European Commission urges Hungary not to buy gas from “war criminal” Putin
European Commissioner for Energy Kadri Simson has called on Hungary to step up efforts to stop buying Russian energy and reduce its vulnerability to Kremlin influence.
“Even Hungary knows that by continuing this activity, they grant Russia the right to manipulate their market,” Simson said in POLITICO’s Sustainability Future Week summit.
Russian giant Gazprom announced last month that it would increase natural gas supplies to Hungary this winter following talks between Hungarian Prime Minister Viktor Orban and Russian President Vladimir Putin in Beijing.
“Even Hungary knows that by continuing this activity, they are giving Russia the right to manipulate their market. I know of one political leader in Europe who shakes hands with this war criminal and no one else,” Simson said.
The European Commissioner pointed out that the European Union has sharply reduced its dependence on Russian gas, and even such vulnerable members as Slovakia and Bulgaria plan to abandon energy imports from Russia by 2027 gradually.
She also regretted that Hungary is continuing to build the Paks II nuclear reactor, which depends on support and nuclear fuel from Russia.
Hungarian Foreign Minister Péter Szijjártó and Rosatom CEO Alexei Likhachev signed the document.
“Paks II is a €12 billion expansion project of the Paks nuclear power plant, led by Rosatom and financed mainly by a Russian government loan.
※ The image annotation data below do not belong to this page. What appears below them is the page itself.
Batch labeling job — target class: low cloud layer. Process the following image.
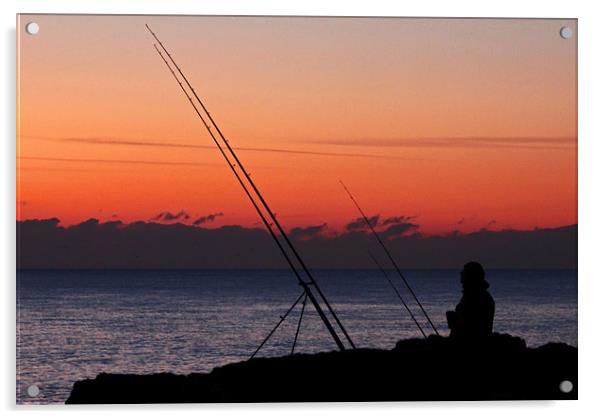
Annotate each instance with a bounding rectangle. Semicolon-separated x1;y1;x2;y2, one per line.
17;218;577;269
192;212;224;226
151;210;190;223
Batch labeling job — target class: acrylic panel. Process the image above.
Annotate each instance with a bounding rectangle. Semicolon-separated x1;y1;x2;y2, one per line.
16;14;577;404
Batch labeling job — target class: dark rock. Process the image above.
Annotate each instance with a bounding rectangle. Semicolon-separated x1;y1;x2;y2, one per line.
67;334;577;404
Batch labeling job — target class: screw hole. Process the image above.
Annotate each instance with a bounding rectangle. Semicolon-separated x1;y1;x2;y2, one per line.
25;22;40;35
560;380;573;393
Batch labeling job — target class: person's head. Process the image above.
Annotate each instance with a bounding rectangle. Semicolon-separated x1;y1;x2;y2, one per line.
460;262;489;290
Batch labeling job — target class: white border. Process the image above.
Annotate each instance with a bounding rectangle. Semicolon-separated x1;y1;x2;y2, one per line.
0;0;602;419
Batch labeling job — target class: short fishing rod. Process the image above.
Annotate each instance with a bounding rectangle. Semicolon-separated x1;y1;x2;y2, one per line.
368;252;426;339
145;25;355;349
153;45;345;351
339;180;439;336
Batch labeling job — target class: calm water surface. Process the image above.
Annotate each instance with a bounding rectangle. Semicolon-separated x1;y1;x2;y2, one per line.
17;270;577;403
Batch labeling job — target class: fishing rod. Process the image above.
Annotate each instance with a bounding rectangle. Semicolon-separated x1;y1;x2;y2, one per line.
249;291;307;359
339;180;439;336
145;24;355;349
368;252;426;339
153;45;345;351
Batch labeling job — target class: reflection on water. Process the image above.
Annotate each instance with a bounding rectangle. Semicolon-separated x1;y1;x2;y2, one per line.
17;270;577;403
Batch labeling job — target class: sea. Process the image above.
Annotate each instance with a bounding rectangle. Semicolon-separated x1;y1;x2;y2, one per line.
16;270;577;404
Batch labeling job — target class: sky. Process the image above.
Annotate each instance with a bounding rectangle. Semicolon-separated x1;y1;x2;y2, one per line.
17;15;577;235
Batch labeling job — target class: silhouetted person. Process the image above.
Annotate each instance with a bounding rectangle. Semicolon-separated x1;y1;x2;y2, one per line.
447;262;495;340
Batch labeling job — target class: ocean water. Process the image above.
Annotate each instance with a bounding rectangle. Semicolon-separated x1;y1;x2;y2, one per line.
17;270;577;403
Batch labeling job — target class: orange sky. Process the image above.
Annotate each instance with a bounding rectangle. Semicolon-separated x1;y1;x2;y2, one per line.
17;15;577;234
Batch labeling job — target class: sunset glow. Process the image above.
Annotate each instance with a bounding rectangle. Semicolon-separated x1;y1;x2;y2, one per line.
17;15;577;234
Last year, the Hungarian Atomic Energy Authority issued a permit for the project.
Under an agreement signed last year, Hungary receives 3.5 billion cubic meters of gas annually through Bulgaria and Serbia and another 1 billion cubic meters through a pipeline from Austria. The agreement with Gazprom is for 15 years.
In September, Hungarian Foreign Minister Péter Szijjártó acknowledged that Budapest continues collaborating with Russia because of its dependence on Russian energy resources.
The EU is working on its 12th package of sanctions to be imposed on Russia since the start of the Russian war against Ukraine in February 2022.
Despite calls from several EU states, the package is not expected to include significant limitations on buying Russian liquified natural gas. But it will include new measures against the Russian war economy and against those who help Mosco circumvent existing sanctions.